16. A system for use in a wellbore penetrating a subterranean formation, the system comprising:
a conveyance deployable into the wellbore;
at least one motion tool operatively connectable to the conveyance; and
at least one shock assembly operatively connectable between the conveyance and the at least one motion tool, the at least one shock assembly comprising:
a mandrel operatively connectable to one of the conveyance and the motion tool;
a housing operatively connectable to another of the conveyance and the at least one motion tool, the housing having an opening to slidingly receive the mandrel; and
a first spring and a second spring slidably positionable in the housing between the mandrel and the housing;
a first spacer and a second spacer disposed in the housing between the mandrel and the housing, the first spacer configured to contact one of the first and second springs and the second spacer configured to contact the same one of the first and second springs;
the first spring having a first spring stiffness and the second spring having a second spring stiffness, the second spring stiffness being less than the first spring stiffness such that the first and second springs selectively engage as the housing slidingly moves about the mandrel in response to forces applied to the system to selectively restrict movement between the mandrel and the housing whereby the motion tool is vibrated.
17. A method of vibrating a motion tool positionable in a wellbore penetrating a subterranean formation by a conveyance, the method comprising:
operatively connecting a shock assembly between the conveyance and the motion tool, the shock assembly comprising a mandrel, a housing having an opening to slidingly receive the mandrel and comprising a first spring portion and a second spring portion, a first and a second spring slidably positionable in the housing between the mandrel and the housing, the second spring having a stiffness less than a stiffness of the first spring; and
vibrating the motion tool by selectively engaging the first and second springs as the housing slidingly moves in both directions about the mandrel in response to forces applied to the conveyance.

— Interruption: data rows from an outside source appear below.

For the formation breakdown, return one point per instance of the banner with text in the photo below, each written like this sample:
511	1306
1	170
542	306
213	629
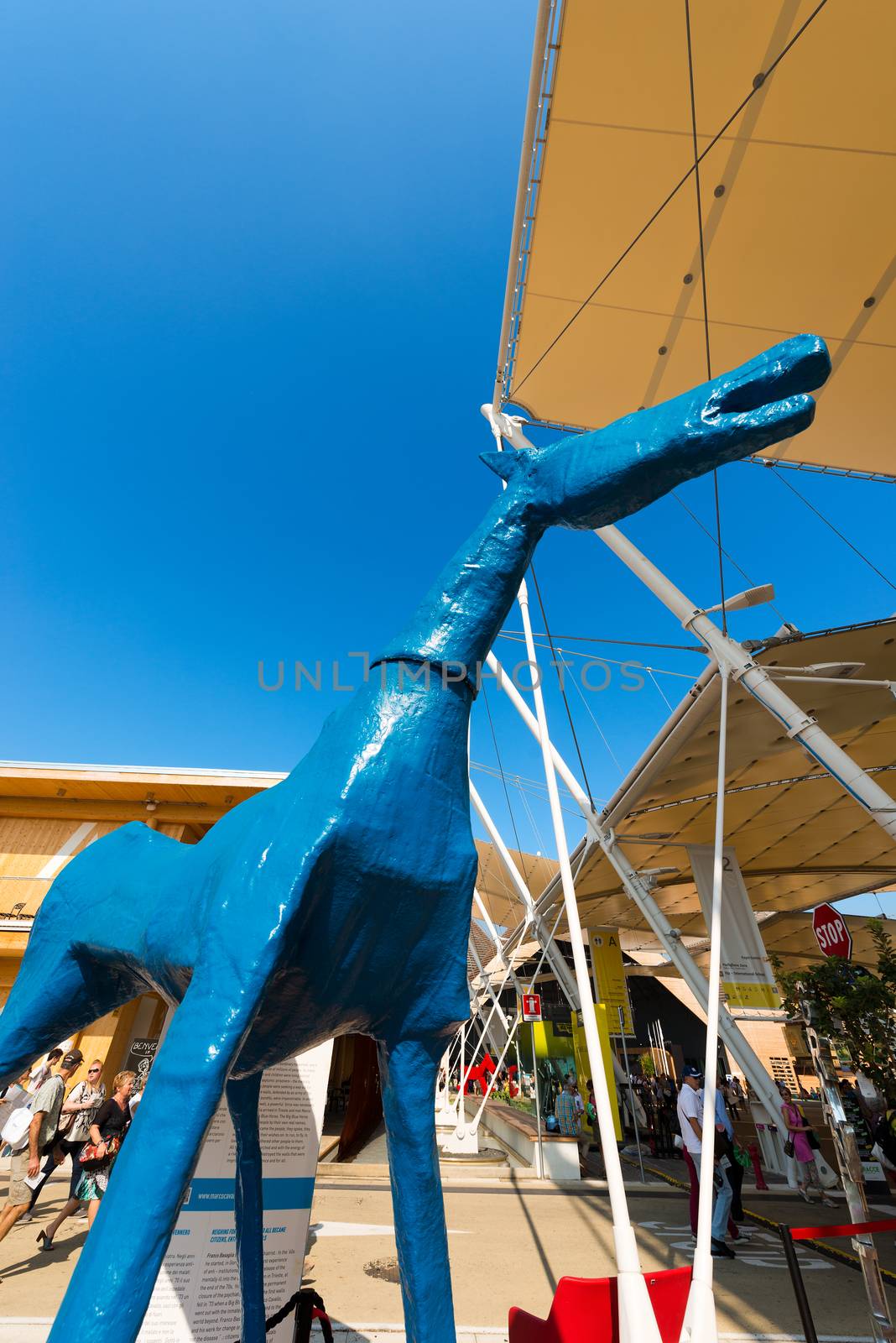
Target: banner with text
197	1291
609	978
746	974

18. The method of claim 17, wherein the conveyance comprises a drill string with a bit at a downhole end thereof, the method further comprising advancing the drill bit into the subterranean formation to form the wellbore.

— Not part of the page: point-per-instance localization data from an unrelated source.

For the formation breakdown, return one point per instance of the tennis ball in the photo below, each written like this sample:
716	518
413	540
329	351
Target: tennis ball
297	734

19. The method of claim 17, wherein the vibrating comprises engaging the second spring and the first spring when the forces are above a pre-determined minimum.
20. The method of claim 17, wherein the vibrating comprises engaging the second spring but not the first spring when the forces are below a pre-determined maximum.
21. The method of claim 17, wherein the vibrating comprises engaging the second spring when the forces are applied to the conveyance.